President Bush gives Liberty the freed turkey a pat on the head and little Caroline Kennedy takes a ride on her pony, Macaroni, on the South Lawn in this look at life in America’s most famous residence. Budding White House buffs learn through photos and other memorabilia that President Nixon had a one-lane bowling alley installed and Amy Carter had a tree house out back.
We owe the West Wing to President Theodore Roosevelt, whose six kids were so noisy he needed a quiet office space.
“What to Do About Alice?” (Scholastic, $16.99, ages 4-8) by Barbara Kerley and illustrated by Edwin Fotheringham.
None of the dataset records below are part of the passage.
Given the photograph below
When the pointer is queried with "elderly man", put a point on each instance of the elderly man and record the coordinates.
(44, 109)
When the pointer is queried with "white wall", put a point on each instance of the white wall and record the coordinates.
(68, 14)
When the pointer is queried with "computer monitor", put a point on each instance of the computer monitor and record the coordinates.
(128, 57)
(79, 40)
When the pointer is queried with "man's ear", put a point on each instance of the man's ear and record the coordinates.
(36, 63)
Speaking of Theodore Roosevelt, he once said of his oldest child: “I can be president of the United States or I can control Alice. I cannot possibly do both.”
Dubbed “Princess Alice” by the press, she lost her mother soon after her birth. Alice was 17 when her father, stepmother and five stepsiblings moved into the White House.
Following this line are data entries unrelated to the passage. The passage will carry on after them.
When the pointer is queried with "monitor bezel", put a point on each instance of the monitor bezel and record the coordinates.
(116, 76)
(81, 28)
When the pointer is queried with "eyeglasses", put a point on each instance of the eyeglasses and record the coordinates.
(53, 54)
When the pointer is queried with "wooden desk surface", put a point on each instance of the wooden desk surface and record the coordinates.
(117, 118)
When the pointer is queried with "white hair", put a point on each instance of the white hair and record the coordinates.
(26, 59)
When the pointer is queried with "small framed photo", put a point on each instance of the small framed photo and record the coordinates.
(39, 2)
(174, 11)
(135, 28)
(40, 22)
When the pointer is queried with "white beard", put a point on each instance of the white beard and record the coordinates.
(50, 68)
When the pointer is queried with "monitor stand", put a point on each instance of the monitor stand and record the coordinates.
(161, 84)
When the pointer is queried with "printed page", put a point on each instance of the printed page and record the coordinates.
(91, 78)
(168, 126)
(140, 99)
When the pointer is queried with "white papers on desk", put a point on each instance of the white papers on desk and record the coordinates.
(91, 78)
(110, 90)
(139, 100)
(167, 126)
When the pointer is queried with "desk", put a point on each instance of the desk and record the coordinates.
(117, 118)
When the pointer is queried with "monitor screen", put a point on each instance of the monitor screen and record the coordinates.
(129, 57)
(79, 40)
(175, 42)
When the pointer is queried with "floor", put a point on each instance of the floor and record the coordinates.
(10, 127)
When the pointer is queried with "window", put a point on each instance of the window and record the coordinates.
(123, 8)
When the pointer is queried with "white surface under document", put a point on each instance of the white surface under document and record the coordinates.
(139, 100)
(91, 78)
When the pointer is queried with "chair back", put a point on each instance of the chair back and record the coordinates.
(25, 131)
This playful picture book traces Alice’s life into adulthood. No carriage for Alice, she whizzed around town behind the wheel of her own car, danced until the wee hours and once bet on a horse race, later embracing politics and marrying a congressman.
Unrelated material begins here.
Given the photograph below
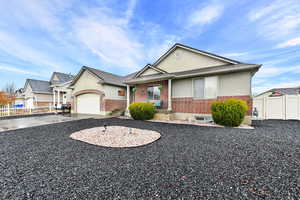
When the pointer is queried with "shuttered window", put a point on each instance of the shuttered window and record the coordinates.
(199, 88)
(206, 88)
“Duck for President” (Atheneum, $16.99, ages 4-8) by Doreen Cronin and illustrated by Betsy Lewin.
The ambitious duck is back this election season, but as a reissue with a reconfigured cover declaring: “Duck is great for 2008!” Same story as ’04, but still fun if you’re a fan of the duckster, Farmer Brown and his barnyard gang.
Duck first defeats Brown for control of the farm and works his way to the White House with help from sticky ballots that appear in odd places. But a duck is a duck and he decides the farm is the place for him, offering the space he needs to chronicle his political adventures in his autobiography.